Start Listening – System.Speech.Recognition

After having tested the speech synthesis part of SAPI, this post will present a little example to do speech recognition (SR). The goal of our little exploration is to listen to what a user says (using the English language) and “ignoring” anything but the word “Quit” (or any word that closely resembles “Quit”).

This goal is to be accomplished in 3 steps:

  1. Initialising the SR service to a user-defined speech, e.g. US or UK English
  2. Starting the SR service
  3. Repeatedly polling for user input (with respect to some grace period) on the default audio input device (microphone, etc.)

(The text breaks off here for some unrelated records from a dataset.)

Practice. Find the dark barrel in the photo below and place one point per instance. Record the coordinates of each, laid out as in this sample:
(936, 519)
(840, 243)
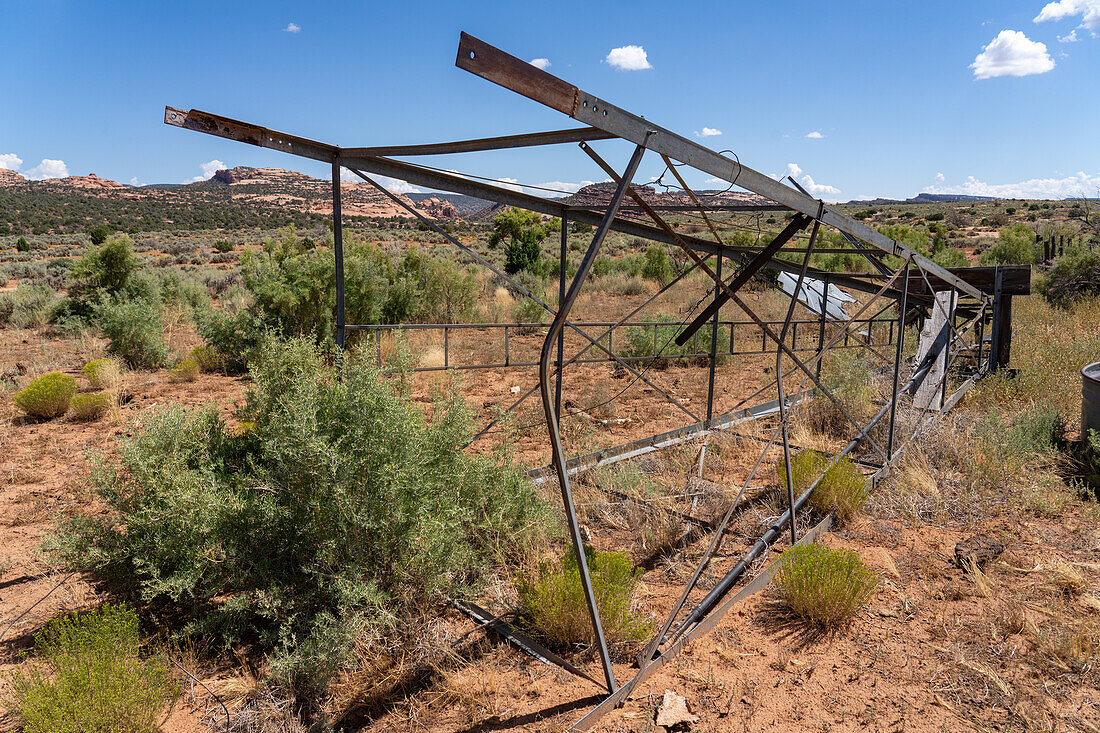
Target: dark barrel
(1090, 398)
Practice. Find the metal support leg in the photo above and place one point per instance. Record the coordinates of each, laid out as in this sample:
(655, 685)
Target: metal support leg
(714, 349)
(338, 247)
(559, 455)
(898, 360)
(561, 299)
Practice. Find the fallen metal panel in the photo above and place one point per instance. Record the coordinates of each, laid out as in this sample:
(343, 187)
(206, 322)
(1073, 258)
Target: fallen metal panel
(642, 446)
(505, 69)
(551, 138)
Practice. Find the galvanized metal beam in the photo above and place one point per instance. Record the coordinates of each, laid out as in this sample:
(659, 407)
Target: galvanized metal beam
(499, 67)
(529, 140)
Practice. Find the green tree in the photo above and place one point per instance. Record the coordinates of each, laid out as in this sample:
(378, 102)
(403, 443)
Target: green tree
(524, 232)
(99, 234)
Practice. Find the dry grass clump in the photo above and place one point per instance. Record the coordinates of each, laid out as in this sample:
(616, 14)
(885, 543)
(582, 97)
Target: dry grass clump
(825, 587)
(843, 489)
(94, 677)
(103, 373)
(46, 396)
(87, 407)
(551, 602)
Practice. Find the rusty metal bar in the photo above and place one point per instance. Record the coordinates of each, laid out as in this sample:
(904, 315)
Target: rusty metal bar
(550, 138)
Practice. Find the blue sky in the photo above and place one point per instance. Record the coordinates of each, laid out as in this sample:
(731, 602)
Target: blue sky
(955, 97)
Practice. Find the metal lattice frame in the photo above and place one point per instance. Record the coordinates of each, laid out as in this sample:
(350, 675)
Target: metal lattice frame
(959, 350)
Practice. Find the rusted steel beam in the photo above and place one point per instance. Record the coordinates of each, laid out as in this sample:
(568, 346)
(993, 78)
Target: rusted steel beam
(254, 134)
(1015, 280)
(550, 138)
(499, 67)
(223, 127)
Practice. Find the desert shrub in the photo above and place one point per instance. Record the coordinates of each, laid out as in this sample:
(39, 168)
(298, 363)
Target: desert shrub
(133, 329)
(825, 587)
(174, 290)
(843, 489)
(103, 373)
(552, 604)
(339, 512)
(233, 338)
(1014, 245)
(207, 359)
(658, 264)
(89, 406)
(46, 396)
(185, 370)
(94, 678)
(30, 306)
(1071, 279)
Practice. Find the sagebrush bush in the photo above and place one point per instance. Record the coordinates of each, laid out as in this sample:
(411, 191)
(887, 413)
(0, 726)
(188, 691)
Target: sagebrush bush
(206, 358)
(103, 373)
(89, 406)
(133, 328)
(843, 489)
(825, 587)
(94, 678)
(338, 512)
(47, 396)
(552, 601)
(1073, 279)
(185, 370)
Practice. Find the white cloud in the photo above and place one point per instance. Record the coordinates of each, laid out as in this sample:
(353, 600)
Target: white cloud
(1011, 53)
(47, 168)
(1089, 10)
(815, 188)
(10, 162)
(818, 189)
(1080, 184)
(209, 168)
(395, 185)
(628, 58)
(568, 187)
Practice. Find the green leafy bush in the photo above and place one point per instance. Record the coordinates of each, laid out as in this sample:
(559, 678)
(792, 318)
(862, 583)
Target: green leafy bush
(185, 370)
(47, 396)
(842, 490)
(658, 264)
(207, 358)
(103, 373)
(89, 406)
(1014, 245)
(552, 602)
(340, 511)
(1073, 277)
(825, 587)
(133, 329)
(95, 678)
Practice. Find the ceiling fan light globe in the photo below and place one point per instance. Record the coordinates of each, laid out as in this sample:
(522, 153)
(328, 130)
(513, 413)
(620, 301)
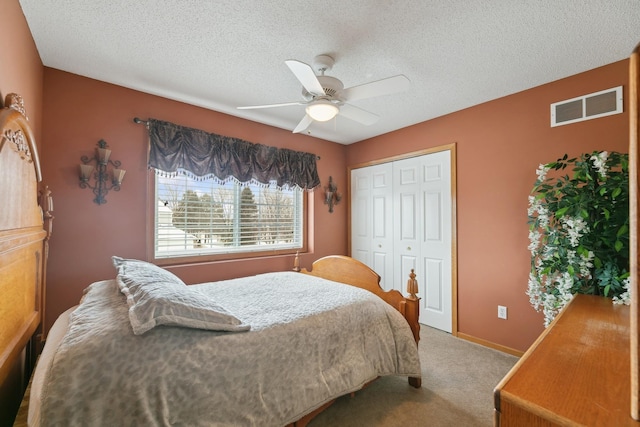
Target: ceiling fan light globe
(322, 110)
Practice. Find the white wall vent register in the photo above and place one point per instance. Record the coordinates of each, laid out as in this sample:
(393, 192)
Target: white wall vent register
(587, 107)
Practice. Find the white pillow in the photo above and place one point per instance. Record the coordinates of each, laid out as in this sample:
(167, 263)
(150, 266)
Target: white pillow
(158, 297)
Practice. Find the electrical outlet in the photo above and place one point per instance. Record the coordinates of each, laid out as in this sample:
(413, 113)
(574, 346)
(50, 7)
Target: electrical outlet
(502, 312)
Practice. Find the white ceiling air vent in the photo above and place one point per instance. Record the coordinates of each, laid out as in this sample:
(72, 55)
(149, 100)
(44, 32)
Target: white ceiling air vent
(587, 107)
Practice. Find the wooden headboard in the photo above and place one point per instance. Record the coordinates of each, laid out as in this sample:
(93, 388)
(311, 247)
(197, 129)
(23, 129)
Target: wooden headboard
(23, 250)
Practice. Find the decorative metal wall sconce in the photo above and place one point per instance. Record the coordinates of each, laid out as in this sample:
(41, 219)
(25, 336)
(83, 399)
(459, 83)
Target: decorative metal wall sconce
(102, 183)
(332, 197)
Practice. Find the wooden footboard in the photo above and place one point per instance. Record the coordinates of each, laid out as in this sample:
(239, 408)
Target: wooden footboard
(343, 269)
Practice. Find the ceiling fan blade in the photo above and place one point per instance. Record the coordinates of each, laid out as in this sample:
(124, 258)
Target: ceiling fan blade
(358, 114)
(284, 104)
(386, 86)
(304, 73)
(304, 124)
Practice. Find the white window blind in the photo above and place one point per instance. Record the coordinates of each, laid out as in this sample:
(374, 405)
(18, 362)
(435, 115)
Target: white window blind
(205, 217)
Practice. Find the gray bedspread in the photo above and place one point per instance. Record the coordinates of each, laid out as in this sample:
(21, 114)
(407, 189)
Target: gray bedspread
(311, 340)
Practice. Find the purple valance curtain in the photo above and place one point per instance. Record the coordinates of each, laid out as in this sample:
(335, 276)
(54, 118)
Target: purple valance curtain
(181, 150)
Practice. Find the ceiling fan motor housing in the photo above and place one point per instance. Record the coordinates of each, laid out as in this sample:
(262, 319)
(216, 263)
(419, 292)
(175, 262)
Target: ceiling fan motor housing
(332, 87)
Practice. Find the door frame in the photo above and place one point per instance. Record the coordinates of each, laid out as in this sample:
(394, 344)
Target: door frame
(454, 236)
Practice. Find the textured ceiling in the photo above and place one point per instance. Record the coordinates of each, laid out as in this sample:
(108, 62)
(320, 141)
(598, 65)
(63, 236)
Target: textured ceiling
(224, 54)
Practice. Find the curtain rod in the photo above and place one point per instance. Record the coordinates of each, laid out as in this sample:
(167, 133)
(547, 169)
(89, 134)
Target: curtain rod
(146, 123)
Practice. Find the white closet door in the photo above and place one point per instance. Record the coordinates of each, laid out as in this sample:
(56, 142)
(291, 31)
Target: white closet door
(372, 220)
(436, 246)
(407, 219)
(401, 219)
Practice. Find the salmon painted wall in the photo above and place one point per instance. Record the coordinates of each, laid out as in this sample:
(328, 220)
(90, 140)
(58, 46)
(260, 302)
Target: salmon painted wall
(81, 111)
(21, 69)
(499, 146)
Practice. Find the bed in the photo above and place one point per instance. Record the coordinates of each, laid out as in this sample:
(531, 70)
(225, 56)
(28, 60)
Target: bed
(290, 355)
(279, 348)
(24, 232)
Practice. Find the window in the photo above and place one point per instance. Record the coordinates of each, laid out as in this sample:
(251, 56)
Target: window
(206, 217)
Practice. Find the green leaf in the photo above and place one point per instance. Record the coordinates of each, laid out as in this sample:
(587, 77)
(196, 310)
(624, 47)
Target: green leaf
(622, 230)
(618, 246)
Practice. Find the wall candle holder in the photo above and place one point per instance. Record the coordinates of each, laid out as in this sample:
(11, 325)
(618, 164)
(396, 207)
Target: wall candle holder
(332, 197)
(103, 181)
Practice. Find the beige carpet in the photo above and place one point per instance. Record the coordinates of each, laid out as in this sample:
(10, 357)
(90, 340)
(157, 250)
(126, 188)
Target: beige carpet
(458, 378)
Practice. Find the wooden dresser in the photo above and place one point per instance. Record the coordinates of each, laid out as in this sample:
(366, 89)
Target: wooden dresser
(576, 373)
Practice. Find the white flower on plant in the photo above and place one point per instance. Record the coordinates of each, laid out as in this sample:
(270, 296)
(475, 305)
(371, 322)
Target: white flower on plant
(600, 163)
(534, 239)
(533, 206)
(562, 261)
(542, 172)
(576, 228)
(585, 265)
(534, 291)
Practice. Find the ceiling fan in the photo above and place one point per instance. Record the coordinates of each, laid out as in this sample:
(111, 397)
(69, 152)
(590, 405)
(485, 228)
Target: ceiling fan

The following (commented) code makes use of the defined steps and implements the goal very simply.

    1:  using System;
    2:  using System.Collections.Generic;
    3:  using System.Speech;
    4:  using System.Speech.Recognition;
    5:   
    6:  namespace Recognizer
    7:  {
    8:      class Program
    9:      {
   10:          static void Main(string[] args)
   11:          {
   12:              Console.WriteLine("Speech recognition example");
   13:   
   14:              System.Collections.ObjectModel.ReadOnlyCollection<RecognizerInfo> recognizedSpeeches = 
        System.Speech.Recognition.SpeechRecognitionEngine.InstalledRecognizers();
   15:   
   16:              if (recognizedSpeeches != null)
   17:              {
   18:                  /*
   19:                   * present SRs if any
   20:                   */
   21:                  Console.WriteLine("Recognized Speeches:");
   22:                  foreach (RecognizerInfo recognizedSpeech in recognizedSpeeches)
   23:                  {
   24:                      Console.WriteLine(string.Format("\t[+]{0} - {1}", 
               recognizedSpeech.Name, 
              recognizedSpeech.Description));
   25:                  }
   26:   
   27:                  int recognizerNumber = 0;
   28:   
   29:                  /*
   30:                   * let the user choose a localised SR - if any
   31:                   */
   32:                  Console.WriteLine("Which SR do you want to use?:");
   33:                  string srString = Console.ReadLine();
   34:   
   35:                  if (Int32.TryParse(srString, out recognizerNumber) &&
   36:                      recognizerNumber > -1 && recognizerNumber < recognizedSpeeches.Count)
   37:                  {
   38:                      Console.WriteLine("You choose: " + string.Format("{0}", 
                recognizedSpeeches[recognizerNumber].Name));
   39:                  }
   40:   
   41:                  SpeechRecognitionEngine engine =            new SpeechRecognitionEngine(recognizedSpeeches[recognizerNumber]);
   42:   
   43:                  /*
   44:                   * use the default audio device (configure to be appropriate mic, etc.)
   45:                   * hook up the event handler which notifies us in case SR has recognised something
   46:                   */
   47:                  engine.SetInputToDefaultAudioDevice();
   48:                  engine.SpeechDetected += new EventHandler<SpeechDetectedEventArgs>(engine_SpeechDetected);
   49:                  engine.LoadGrammar(new DictationGrammar());
   50:   
   51:                  Console.WriteLine("Please press <any key> and then say something ... ");
   52:                  Console.ReadLine();
   53:   
   54:                  /*
   55:                   * poll user input
   56:                   * 
   57:                   * wait for 30 seconds for some input
   58:                   * quit if user has said something like quit
   59:                   */
   60:                  while (true)
   61:                  {
   62:                      RecognitionResult srResult = engine.Recognize(new TimeSpan(0, 0, 30));
   63:   
   64:                      Console.WriteLine("Recognized: {0}\r\nConfidence: {1}", 
              srResult.Text, 
              srResult.Confidence.ToString());
   65:   
   66:                      if (srResult.Text.ToLower() == "quit")
   67:                      {
   68:                          Console.WriteLine("Quit ...");
   69:                          break;
   70:                      }
   71:                  }
   72:              }
   73:   
   74:              /*
   75:               * the end
   76:               */
   77:              Console.WriteLine("Press <any key> to exit!");
   78:              Console.ReadLine();
   79:          }
   80:   
   81:          static void engine_SpeechDetected(object sender, SpeechDetectedEventArgs e)
   82:          {
   83:              Console.WriteLine("Detected Speech ...");
   84:          }
   85:      }
   86:  }